Pour mener le recensement, le gouvernement a dû embaucher des agents recenseurs. Nous pouvons en apprendre davantage sur leur vie en consultant le manuel pour les agents recenseurs du Recensement de 1871.

Figure 1
Figure 1 - La première page du manuel de l'agent recenseur pour le Recensement de 1871. Le titre officiel est Manuel comprenant « L'Acte du Recensement » et les instructions destinées aux officiers employés dans le premier recensement du Canada, 1871. Il a été publié à Ottawa par ce qui était alors le département de l'Agriculture.

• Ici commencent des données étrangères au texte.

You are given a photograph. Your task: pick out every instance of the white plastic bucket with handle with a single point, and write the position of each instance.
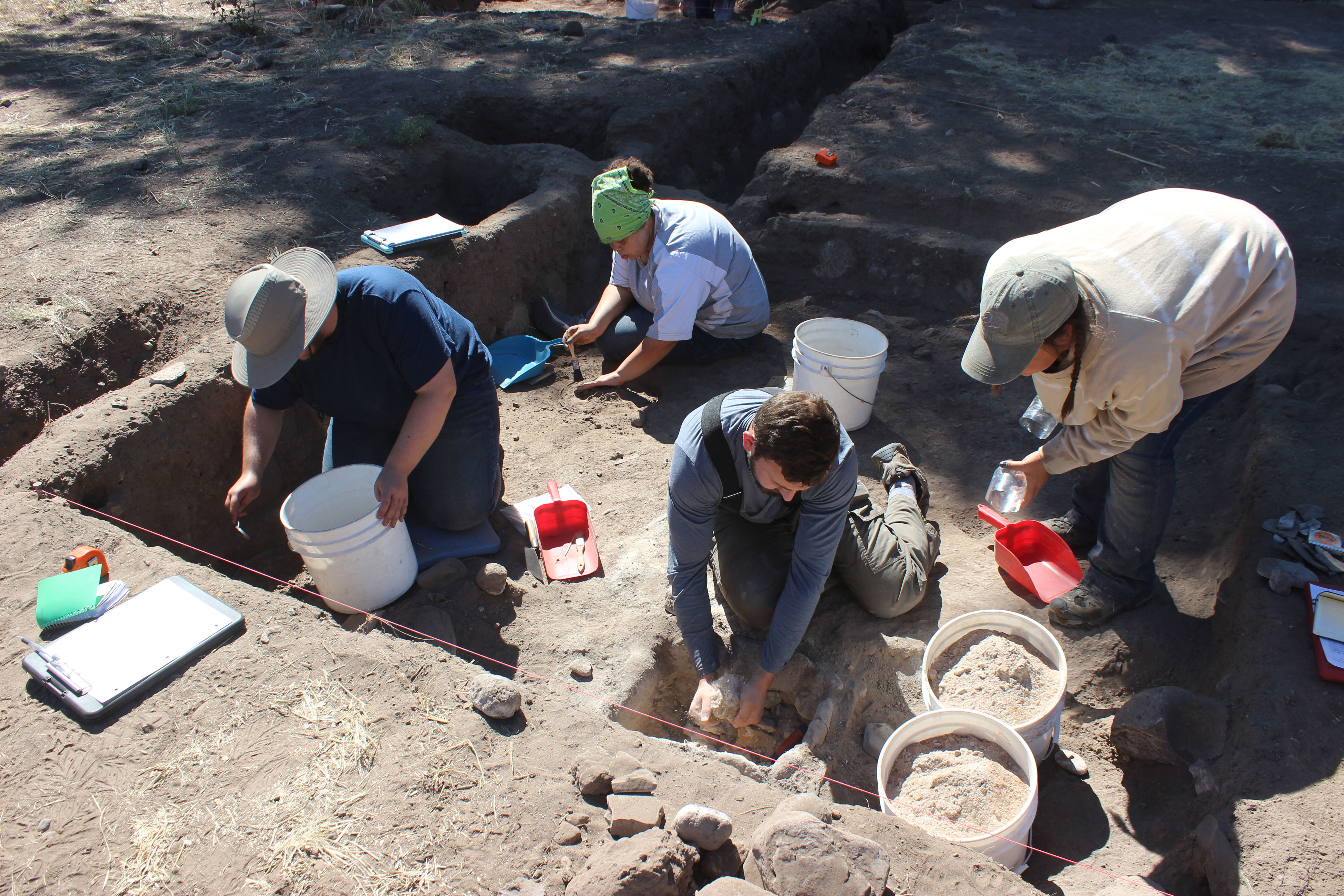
(994, 844)
(841, 361)
(1041, 731)
(357, 562)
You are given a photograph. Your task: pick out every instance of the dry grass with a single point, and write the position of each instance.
(1189, 87)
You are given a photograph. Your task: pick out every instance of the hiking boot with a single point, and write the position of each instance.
(1087, 608)
(1077, 533)
(550, 320)
(894, 464)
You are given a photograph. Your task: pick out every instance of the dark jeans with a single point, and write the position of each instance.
(1128, 499)
(629, 330)
(460, 480)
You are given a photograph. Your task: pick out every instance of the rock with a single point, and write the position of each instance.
(495, 696)
(441, 576)
(837, 260)
(1170, 725)
(728, 886)
(170, 375)
(799, 770)
(797, 855)
(874, 737)
(1070, 762)
(642, 781)
(651, 864)
(810, 804)
(629, 815)
(702, 827)
(492, 578)
(1218, 860)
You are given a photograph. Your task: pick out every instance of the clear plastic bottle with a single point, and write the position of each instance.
(1038, 421)
(1006, 489)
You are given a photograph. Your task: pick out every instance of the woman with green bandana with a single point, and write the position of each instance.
(685, 288)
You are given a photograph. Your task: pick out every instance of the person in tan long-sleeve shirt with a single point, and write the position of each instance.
(1132, 324)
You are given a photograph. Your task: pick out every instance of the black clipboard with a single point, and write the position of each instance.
(123, 653)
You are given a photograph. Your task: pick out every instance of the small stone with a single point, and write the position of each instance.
(441, 576)
(702, 827)
(1170, 725)
(170, 375)
(874, 737)
(495, 696)
(492, 578)
(629, 815)
(810, 804)
(1070, 762)
(642, 781)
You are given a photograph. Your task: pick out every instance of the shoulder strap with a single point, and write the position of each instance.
(717, 446)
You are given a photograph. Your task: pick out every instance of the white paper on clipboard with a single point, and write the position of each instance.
(136, 639)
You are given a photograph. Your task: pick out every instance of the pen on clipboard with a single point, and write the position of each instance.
(62, 675)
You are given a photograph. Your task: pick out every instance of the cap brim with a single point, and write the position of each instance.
(995, 365)
(318, 275)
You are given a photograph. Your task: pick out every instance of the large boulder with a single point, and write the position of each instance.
(796, 855)
(1170, 725)
(651, 864)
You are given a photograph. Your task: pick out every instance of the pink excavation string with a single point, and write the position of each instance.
(580, 691)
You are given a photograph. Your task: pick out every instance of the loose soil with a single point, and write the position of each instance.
(957, 786)
(303, 757)
(1000, 675)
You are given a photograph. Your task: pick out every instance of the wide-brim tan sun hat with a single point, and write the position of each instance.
(275, 311)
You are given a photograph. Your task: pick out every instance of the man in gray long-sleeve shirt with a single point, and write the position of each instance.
(787, 520)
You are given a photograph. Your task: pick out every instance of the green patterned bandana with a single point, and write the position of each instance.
(619, 209)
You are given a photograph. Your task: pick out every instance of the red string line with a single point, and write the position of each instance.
(612, 703)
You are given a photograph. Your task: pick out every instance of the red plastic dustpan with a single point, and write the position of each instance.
(1034, 555)
(565, 533)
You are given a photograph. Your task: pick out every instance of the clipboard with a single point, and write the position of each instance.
(1324, 667)
(109, 661)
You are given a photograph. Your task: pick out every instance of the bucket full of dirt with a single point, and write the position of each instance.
(841, 361)
(357, 562)
(1002, 664)
(964, 777)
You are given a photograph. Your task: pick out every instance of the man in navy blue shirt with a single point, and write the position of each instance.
(405, 379)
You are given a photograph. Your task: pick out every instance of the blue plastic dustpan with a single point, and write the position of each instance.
(519, 358)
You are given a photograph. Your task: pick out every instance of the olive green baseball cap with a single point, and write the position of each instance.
(1022, 304)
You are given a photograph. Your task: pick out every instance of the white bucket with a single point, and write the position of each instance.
(357, 562)
(1038, 733)
(968, 722)
(841, 361)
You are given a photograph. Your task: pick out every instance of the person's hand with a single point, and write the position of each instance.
(242, 494)
(393, 495)
(752, 702)
(583, 334)
(1034, 468)
(702, 704)
(605, 379)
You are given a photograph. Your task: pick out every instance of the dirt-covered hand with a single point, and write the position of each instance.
(1034, 468)
(393, 495)
(242, 494)
(702, 704)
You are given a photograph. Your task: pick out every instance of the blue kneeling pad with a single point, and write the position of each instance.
(435, 545)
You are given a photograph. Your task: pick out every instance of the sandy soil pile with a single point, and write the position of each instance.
(995, 674)
(959, 778)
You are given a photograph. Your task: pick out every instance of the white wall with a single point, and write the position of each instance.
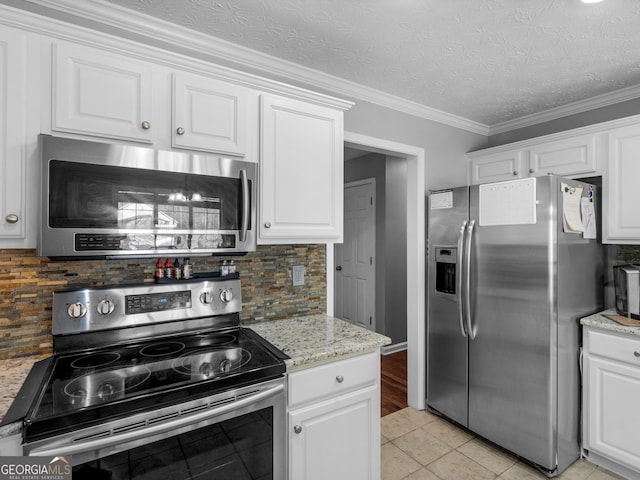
(444, 146)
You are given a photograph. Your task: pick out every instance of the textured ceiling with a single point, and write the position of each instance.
(489, 61)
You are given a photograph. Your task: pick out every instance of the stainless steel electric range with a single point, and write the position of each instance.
(157, 380)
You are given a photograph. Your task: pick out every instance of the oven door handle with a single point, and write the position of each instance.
(246, 200)
(158, 428)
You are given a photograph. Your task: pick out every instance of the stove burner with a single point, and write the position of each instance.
(108, 385)
(211, 362)
(95, 360)
(161, 349)
(208, 340)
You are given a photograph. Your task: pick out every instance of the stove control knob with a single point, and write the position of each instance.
(206, 369)
(105, 307)
(77, 310)
(226, 295)
(105, 391)
(206, 297)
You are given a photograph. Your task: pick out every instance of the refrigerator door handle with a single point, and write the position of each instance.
(467, 280)
(459, 277)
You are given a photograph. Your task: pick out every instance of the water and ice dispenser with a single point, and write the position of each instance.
(446, 267)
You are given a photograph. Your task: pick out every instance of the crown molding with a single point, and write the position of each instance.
(134, 25)
(604, 100)
(593, 129)
(126, 21)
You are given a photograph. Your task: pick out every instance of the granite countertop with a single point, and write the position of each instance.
(308, 340)
(314, 339)
(599, 320)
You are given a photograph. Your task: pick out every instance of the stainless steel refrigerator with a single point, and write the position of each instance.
(508, 280)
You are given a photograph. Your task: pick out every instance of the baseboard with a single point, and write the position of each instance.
(396, 347)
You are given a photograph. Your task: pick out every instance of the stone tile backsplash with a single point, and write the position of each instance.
(27, 282)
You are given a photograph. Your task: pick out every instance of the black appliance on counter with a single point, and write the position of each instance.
(157, 379)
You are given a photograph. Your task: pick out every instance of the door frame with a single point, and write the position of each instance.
(416, 240)
(372, 183)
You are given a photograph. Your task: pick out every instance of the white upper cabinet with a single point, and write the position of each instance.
(568, 156)
(12, 114)
(621, 215)
(18, 141)
(210, 115)
(497, 167)
(301, 174)
(100, 93)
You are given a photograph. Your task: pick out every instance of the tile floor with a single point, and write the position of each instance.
(417, 445)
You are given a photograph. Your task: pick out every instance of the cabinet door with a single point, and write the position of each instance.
(498, 167)
(336, 439)
(100, 93)
(13, 166)
(570, 156)
(611, 410)
(210, 115)
(301, 172)
(621, 215)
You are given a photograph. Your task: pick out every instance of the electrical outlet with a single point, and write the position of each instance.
(298, 275)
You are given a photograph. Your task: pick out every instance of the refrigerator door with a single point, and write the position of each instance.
(446, 344)
(512, 355)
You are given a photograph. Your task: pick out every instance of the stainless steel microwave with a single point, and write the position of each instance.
(104, 200)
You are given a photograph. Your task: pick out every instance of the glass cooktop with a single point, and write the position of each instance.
(84, 387)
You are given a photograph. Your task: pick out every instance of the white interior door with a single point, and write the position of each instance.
(355, 258)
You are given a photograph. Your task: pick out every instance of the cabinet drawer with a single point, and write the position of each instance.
(316, 383)
(613, 345)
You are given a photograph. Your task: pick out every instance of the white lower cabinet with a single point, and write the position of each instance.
(611, 396)
(334, 420)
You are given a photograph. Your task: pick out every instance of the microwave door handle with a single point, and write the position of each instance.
(459, 277)
(244, 221)
(467, 280)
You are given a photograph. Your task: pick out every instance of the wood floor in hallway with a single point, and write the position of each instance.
(393, 372)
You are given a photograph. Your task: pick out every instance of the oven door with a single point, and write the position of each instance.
(238, 434)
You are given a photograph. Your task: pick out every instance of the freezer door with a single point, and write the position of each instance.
(512, 356)
(446, 345)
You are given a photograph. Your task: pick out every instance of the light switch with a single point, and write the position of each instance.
(298, 275)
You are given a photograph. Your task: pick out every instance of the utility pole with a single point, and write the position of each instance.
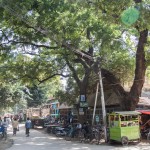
(102, 100)
(95, 104)
(103, 105)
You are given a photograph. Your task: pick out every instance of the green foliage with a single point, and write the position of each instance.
(38, 40)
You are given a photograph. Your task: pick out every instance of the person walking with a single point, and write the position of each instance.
(28, 126)
(15, 124)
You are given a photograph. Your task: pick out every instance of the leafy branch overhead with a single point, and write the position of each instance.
(41, 40)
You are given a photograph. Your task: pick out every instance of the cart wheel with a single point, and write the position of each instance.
(124, 140)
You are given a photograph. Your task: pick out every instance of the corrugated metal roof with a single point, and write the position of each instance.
(126, 112)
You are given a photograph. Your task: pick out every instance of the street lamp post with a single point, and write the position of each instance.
(103, 104)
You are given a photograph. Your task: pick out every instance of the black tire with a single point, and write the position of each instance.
(124, 141)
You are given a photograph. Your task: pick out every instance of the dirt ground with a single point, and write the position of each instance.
(4, 144)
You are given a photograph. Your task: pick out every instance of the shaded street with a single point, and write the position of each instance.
(39, 140)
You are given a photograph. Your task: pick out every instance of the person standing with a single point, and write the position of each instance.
(0, 121)
(15, 124)
(28, 125)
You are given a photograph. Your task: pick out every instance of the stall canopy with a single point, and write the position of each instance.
(146, 112)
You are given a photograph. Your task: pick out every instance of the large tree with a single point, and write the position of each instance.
(71, 34)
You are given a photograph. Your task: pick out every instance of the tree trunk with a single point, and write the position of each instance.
(132, 98)
(129, 100)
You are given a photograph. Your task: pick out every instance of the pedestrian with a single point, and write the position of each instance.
(15, 124)
(0, 121)
(28, 126)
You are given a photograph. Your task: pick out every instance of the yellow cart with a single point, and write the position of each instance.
(124, 126)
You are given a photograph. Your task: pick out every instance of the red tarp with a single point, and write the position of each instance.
(144, 112)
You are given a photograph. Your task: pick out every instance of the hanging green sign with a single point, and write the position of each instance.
(130, 16)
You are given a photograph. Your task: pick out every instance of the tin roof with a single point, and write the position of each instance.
(126, 112)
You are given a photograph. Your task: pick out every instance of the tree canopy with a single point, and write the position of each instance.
(43, 39)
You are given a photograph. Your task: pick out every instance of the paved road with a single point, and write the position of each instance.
(42, 141)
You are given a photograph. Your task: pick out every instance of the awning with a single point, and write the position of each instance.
(147, 112)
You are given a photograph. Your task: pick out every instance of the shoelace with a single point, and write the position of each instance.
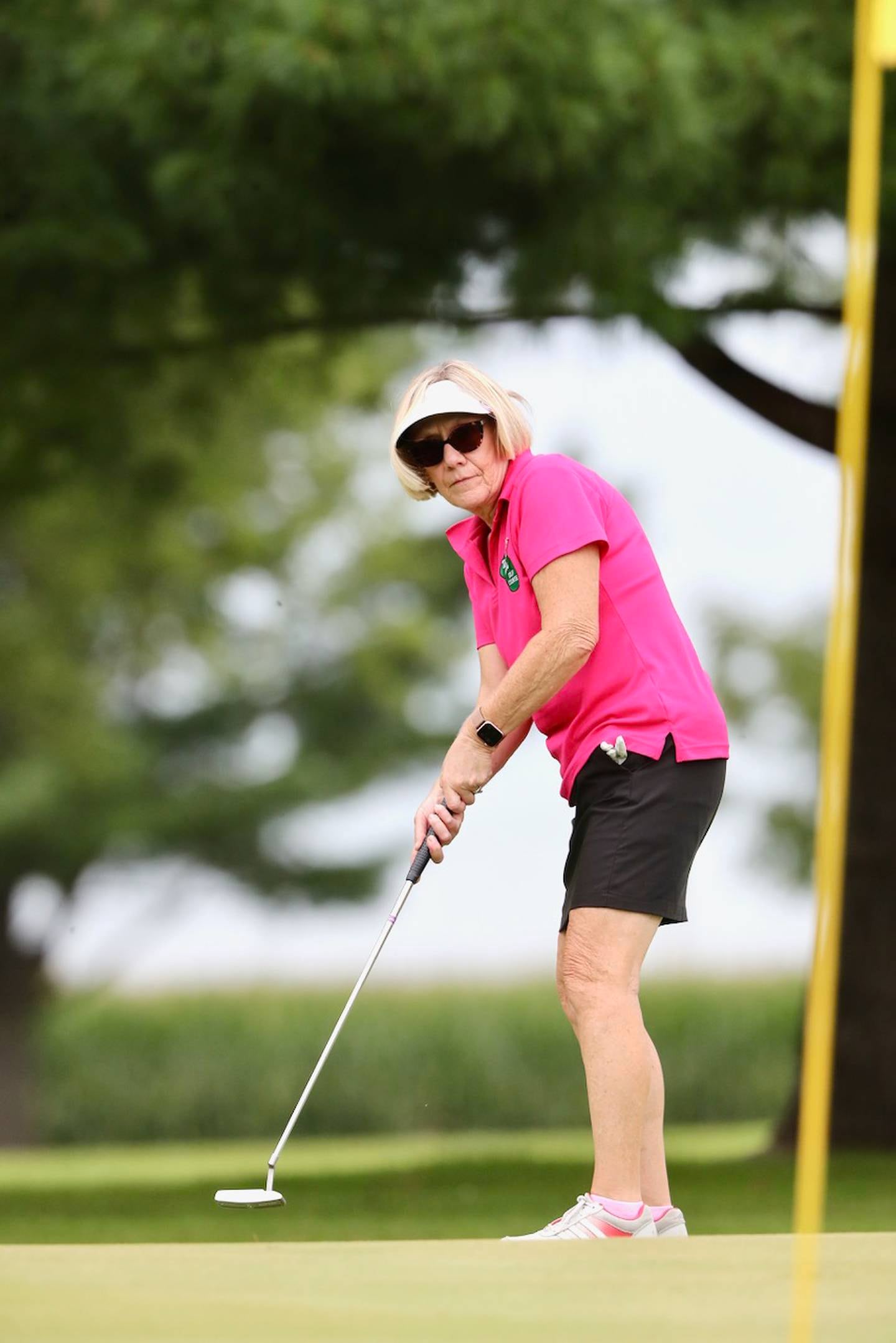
(564, 1219)
(615, 752)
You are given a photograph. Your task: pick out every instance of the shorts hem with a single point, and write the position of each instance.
(609, 903)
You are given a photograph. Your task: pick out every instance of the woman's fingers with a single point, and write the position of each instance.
(444, 822)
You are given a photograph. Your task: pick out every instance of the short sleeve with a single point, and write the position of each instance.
(558, 512)
(481, 604)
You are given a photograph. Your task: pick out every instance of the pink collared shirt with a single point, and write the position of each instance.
(644, 678)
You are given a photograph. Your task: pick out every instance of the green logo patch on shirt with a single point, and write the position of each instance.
(510, 574)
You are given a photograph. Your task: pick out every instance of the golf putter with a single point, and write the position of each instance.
(269, 1197)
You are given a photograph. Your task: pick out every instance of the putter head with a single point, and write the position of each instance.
(249, 1199)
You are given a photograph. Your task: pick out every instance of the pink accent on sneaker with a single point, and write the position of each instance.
(609, 1229)
(617, 1206)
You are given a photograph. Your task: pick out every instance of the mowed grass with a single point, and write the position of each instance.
(700, 1289)
(419, 1186)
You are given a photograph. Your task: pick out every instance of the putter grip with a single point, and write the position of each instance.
(422, 856)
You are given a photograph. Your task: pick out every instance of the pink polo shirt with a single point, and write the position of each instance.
(644, 678)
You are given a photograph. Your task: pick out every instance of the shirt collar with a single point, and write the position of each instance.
(467, 536)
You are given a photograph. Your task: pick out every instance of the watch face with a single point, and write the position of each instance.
(489, 734)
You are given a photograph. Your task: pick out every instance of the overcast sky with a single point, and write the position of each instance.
(738, 515)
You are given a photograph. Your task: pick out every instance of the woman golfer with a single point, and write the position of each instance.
(577, 633)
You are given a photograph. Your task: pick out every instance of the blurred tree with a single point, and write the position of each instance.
(198, 177)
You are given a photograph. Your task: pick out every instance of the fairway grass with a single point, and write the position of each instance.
(403, 1187)
(702, 1289)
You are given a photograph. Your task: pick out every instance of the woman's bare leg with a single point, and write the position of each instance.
(655, 1181)
(599, 961)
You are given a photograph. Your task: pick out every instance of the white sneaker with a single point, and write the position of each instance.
(672, 1224)
(587, 1221)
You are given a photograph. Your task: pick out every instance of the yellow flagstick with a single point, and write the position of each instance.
(875, 47)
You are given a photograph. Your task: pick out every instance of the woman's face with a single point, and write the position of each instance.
(468, 480)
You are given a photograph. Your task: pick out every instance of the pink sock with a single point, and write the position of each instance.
(617, 1206)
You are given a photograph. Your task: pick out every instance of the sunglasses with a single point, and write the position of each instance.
(429, 452)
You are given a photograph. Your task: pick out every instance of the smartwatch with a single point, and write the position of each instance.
(488, 732)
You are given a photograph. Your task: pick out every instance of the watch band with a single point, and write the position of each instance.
(488, 731)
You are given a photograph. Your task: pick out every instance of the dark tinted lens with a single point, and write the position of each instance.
(468, 437)
(425, 452)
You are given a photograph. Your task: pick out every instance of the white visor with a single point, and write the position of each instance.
(444, 398)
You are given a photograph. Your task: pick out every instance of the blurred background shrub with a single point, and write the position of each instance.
(229, 1065)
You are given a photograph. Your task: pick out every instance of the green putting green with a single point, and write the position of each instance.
(699, 1289)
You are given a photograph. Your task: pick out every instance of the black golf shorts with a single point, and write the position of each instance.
(637, 829)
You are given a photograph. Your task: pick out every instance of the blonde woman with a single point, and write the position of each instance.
(577, 633)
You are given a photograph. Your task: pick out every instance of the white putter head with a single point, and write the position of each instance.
(249, 1199)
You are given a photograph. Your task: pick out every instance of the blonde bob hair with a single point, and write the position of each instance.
(512, 426)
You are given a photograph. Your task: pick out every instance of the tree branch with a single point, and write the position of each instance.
(765, 301)
(809, 421)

Ce recensement a nécessité la participation de 2 789 agents recenseurs travaillant au Nouveau-Brunswick, en Nouvelle-Écosse, en Ontario et au Québec. Les personnes embauchées pour faire ce travail étaient « intelligentes, honnêtes, laborieuses et bien préparées ». Certains agents recenseurs habitaient dans la même collectivité où ils menaient leur enquête, mais pas tous. Le devoir le plus important d'un agent recenseur était d'être discret et de protéger la confidentialité des renseignements personnels recueillis. Comme l'explique le manuel, on s'attendait à ce que tous les agents recenseurs « doivent apporter, à l'accomplissement de leurs fonctions, la discrétion qui doit caractériser les actes d'hommes appelés à remplir des devoirs importants et d'une nature délicate ». Autrement dit, ils étaient chargés de veiller à ce que tous les renseignements recueillis demeurent confidentiels.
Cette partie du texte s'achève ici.